Adesanya’s article, “From Film to Video,” which featured in Nigerian Video Films, edited by Haynes and Okome, provides a historical knowledge of the transition from celluloid film to video film. Though he mentions poor narrative structure as one of the problems in Nollywood, he identifies poor marketing structure as the major problem in the video film industry. He affirms that video production started on a desperate desire by producers to remain in the motion picture business in the face of economic distress of SAP (13-20).

Nollywood: A New Wave of African Cinema

Frank Ukadike traces the history of African cinema, drawing a sharp contrast between African cinema and Nollywood film culture which could be termed a new wave of African cinema. To Ukadike, the forerunners of African cinema took a strong didactic stance in propelling African ideology against Western imperialism. This is to ensure the renaissance of the lost African voice which was stifled by foreign film producers. To reclaim African voice, the forerunners of African cinema thus privileged the didactic component over the entertainment components of the cinema. It should be noted that entertainment is the bedrock of Nollywood productions. Ukadike notes that though African cinema films were not commercial successes, they helped to reclaimed true African identity from the negative stereotype being portrayed by Western producers (177-178). Furthermore, he draws a line between the two filmmaking cultures noting that the prolific nature of the video-camera technique in Nollywood productions against the celluloid-camera technique in the African cinema of the 60s and 70s has ranked Nollywood amongst the much older film production circuits such as Hollywood and Bollywood. Furthermore, Ukadike observed that language in both cultures has tremendous consequence in their commercial value.While English language adopted by Nollywood video films exposes it to the international shelves, the restricted nature of dialectic languages in African cinema kept it away from international shelves. In addition, Ukadike notes that Nollywood film unlike the core African cinema of the 60s and 70s is driven by beautiful stories, but lacks the technical proficiency of the 35/16mm which is the fascination of the African cinema of the 60s and 70s (184). While this paper agrees with Ukadike’s notion of technical paucity in most Nollywood productions which could be ascribed to the hasty production techniques of most producers, his notion of 35/16mm camera needs a serious rethink. However, the researcher argues that the digital technology has adapted the 35/16 mm lenses to the modern cameras that are mostly used in Nollywood. It is rather the application of this new technology that is the bane of most of Nollywood shabby productions. Nevertheless, most recent Nollywood films are technically acclaimed successes. Films, such as, the Figurine, Ije, Amazing Grace, Two Brides and A Baby, Mr. & Mrs., to mention a few justifies this claims.

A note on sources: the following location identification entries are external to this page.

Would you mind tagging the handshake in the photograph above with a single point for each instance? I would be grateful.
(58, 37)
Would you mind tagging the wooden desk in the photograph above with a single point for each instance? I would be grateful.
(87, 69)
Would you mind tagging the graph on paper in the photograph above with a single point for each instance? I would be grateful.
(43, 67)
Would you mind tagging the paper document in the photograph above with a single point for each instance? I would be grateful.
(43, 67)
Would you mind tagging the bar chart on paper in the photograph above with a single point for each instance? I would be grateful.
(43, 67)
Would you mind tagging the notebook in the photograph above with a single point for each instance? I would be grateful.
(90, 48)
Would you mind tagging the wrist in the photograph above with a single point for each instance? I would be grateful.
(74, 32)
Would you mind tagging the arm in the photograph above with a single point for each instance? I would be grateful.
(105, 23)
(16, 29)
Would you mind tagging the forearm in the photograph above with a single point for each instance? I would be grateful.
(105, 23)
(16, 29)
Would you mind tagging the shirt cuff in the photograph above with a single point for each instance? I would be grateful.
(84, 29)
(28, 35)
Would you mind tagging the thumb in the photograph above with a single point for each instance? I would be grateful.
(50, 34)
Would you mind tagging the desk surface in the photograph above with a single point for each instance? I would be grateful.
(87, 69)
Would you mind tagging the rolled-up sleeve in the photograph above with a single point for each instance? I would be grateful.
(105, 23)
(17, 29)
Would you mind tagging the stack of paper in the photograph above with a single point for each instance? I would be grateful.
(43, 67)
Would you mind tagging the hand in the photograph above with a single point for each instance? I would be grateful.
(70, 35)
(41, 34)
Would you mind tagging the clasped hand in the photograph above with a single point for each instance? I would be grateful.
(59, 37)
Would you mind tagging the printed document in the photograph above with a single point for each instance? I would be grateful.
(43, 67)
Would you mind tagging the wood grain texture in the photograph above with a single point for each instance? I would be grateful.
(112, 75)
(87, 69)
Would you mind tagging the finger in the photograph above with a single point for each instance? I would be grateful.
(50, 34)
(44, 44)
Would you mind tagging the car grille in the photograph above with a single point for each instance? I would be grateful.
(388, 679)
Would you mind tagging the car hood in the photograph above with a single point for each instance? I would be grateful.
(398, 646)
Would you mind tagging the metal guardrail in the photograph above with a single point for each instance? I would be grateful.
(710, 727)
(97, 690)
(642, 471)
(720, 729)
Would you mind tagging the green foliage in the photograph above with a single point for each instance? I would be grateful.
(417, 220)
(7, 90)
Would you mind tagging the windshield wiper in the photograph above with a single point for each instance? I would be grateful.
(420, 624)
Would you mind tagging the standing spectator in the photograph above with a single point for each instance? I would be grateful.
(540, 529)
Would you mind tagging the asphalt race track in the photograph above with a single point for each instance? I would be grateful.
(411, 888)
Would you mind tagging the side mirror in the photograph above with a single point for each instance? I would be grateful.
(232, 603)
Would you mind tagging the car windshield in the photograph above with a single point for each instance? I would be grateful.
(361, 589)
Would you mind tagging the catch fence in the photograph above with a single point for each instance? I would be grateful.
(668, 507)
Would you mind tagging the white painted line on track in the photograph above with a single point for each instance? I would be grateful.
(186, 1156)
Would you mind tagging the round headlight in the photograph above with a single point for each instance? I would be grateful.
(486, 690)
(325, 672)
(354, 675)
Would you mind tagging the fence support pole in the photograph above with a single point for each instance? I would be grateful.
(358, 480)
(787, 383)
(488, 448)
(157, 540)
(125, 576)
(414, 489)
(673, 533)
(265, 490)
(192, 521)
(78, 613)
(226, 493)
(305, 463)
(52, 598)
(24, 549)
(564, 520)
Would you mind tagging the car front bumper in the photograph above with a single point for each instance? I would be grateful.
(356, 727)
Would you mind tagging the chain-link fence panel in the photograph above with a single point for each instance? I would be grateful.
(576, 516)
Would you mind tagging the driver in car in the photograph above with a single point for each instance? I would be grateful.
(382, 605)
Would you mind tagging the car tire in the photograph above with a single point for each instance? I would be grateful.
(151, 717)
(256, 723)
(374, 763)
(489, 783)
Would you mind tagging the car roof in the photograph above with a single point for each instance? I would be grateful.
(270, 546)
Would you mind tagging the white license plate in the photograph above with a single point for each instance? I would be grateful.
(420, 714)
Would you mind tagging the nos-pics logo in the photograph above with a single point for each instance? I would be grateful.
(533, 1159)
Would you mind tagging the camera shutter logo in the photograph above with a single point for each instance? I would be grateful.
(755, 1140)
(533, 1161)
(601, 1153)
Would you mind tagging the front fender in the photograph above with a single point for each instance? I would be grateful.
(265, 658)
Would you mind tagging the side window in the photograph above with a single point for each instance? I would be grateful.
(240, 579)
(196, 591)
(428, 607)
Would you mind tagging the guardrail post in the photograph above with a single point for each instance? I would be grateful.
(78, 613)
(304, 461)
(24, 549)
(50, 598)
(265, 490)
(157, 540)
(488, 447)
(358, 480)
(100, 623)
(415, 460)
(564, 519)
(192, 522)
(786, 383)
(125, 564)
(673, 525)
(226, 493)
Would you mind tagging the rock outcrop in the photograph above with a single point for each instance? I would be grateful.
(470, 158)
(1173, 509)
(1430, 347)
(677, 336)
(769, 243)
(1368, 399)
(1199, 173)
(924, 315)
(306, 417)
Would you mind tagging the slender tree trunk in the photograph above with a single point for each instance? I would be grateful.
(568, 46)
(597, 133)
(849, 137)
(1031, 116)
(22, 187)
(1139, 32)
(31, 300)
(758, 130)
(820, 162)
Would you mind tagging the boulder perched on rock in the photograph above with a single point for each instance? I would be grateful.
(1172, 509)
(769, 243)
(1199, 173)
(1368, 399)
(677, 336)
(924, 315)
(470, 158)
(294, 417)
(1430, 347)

Film structure in Nigeria has passed through several phases that reflect the tempo of the country’s political economy. The production structure of Nollywood, from its landmark inception in 1992 to the present is best described as entrepreneurial in Nature. Living in Bondage was produced by Nek Video Links, a production company owned by Kenneth Nnebue. Similarly, most films are produced by independent producers in Nigeria. These productions have been actualized with little or no governments’ assistance. Before the production of Living in Bondage by Nek Video Links, private film production companies were earlier floated in the 1970s to produce feature films. Some of the production houses were established in conjunction with foreign production houses. Shaka recalls that the first of such private film production company established in Nigeria was Calpenny Nigerian Film Ltd, established in 1965. It should also be recalled that Nigerian trained movie producers who came back from abroad like Ola Balogun, Eddy Ugbomah, Adamu Halilu floated their production companies. Balogun and Ugbomah’s films were produced solely by their companies, Afrocult foundation and Eddy Fosa films respectively. Adam Halilu’s films were mostly produced by his production company, Hanks in partnership with Sokoto State Government (292-297). Apart from the companies run by Balogun, Ugbomah and Halilu, production houses were formed and run professionally by theatre artistes like Hubert Ogunde and Adebayo Salami who embraced the emergent film culture, and equally produced films with their production houses.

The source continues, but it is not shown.